Abisai juga berpendapat bahwa terkait “harga” itu sendiri, sering terjadi percecokan atau pertikaian antarsesama, terutama antara penjual dan pembeli di pasar.
Dia berkisah, pada satu ketika dirinya berbelanja di sebuah pasar rakyat kawawan Youtefa, Distrik Abepura, terlihat seorang pembeli dan penjual bertikai – beradu mulut. Penjual sayur mayur dan buah-buahan yang adalah seorang Mama asal Papua menetapkan harga buah mangga Rp25 ribu per buah. Seorang calon pembeli manawarkan harga Rp15 ribu per buah.

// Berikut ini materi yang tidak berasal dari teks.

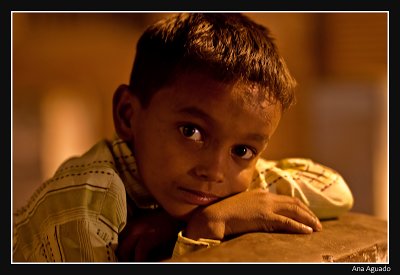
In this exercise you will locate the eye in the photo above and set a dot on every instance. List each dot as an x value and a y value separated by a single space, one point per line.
191 132
243 152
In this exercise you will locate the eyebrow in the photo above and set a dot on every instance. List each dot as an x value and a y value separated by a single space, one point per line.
196 112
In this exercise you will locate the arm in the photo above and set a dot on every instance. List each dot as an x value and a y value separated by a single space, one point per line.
279 199
321 188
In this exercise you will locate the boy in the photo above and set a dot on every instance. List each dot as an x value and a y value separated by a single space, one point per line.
206 94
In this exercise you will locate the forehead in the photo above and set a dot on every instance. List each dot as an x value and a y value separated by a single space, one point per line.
239 96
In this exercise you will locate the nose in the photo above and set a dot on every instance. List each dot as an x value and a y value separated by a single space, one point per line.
211 166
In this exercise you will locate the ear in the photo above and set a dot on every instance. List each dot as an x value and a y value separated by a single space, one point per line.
125 106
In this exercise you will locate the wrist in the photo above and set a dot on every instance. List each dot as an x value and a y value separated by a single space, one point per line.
206 226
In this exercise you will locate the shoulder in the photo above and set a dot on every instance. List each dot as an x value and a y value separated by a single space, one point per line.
82 185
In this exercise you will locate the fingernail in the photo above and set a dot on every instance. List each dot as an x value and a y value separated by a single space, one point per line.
307 229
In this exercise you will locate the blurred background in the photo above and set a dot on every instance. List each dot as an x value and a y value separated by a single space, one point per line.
66 67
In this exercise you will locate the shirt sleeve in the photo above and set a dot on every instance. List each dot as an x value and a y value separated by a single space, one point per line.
321 188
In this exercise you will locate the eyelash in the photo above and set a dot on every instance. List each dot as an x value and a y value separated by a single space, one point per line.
193 129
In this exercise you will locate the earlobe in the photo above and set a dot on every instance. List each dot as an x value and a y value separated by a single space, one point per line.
123 111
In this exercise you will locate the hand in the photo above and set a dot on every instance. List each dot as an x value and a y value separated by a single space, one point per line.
252 211
148 238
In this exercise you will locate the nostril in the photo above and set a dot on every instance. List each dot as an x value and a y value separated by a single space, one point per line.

Secara spontan, Mama penjual mangga ini dengan nada agak kesal bercampur sedikit marah mengatakan: “Jika harga mangga ini Rp15 ribu per buah maka sebaiknya kamu sendiri yang menanam, memetik dan menjualnya dengan harga yang kamu inginkan itu,” kata Abisai mengutip perbincangan di pasar tersebut.
Bagi Mama penjual mangga ini, lanjut Abisai, harga yang ditetapkan itu sudah tidak dapat ditawar lagi alias harga mati. Sedangkan bagi pembeli, harga yang ditetapkan itu masih dapat ditawar lagi.
Di pasar atau toko yang menjual serba macam barang kebutuhan hidup, berlaku kebiasaan ini yakni terjadi “lalu lintas” tawar menawar harga sampai antara penjual dan pembeli bersepakat pada satu harga.
Di sini dapat diketahui bahwa “harga” itu sendiri dapat menjadi biang pertikaian atau percecokan antarsesama manusia.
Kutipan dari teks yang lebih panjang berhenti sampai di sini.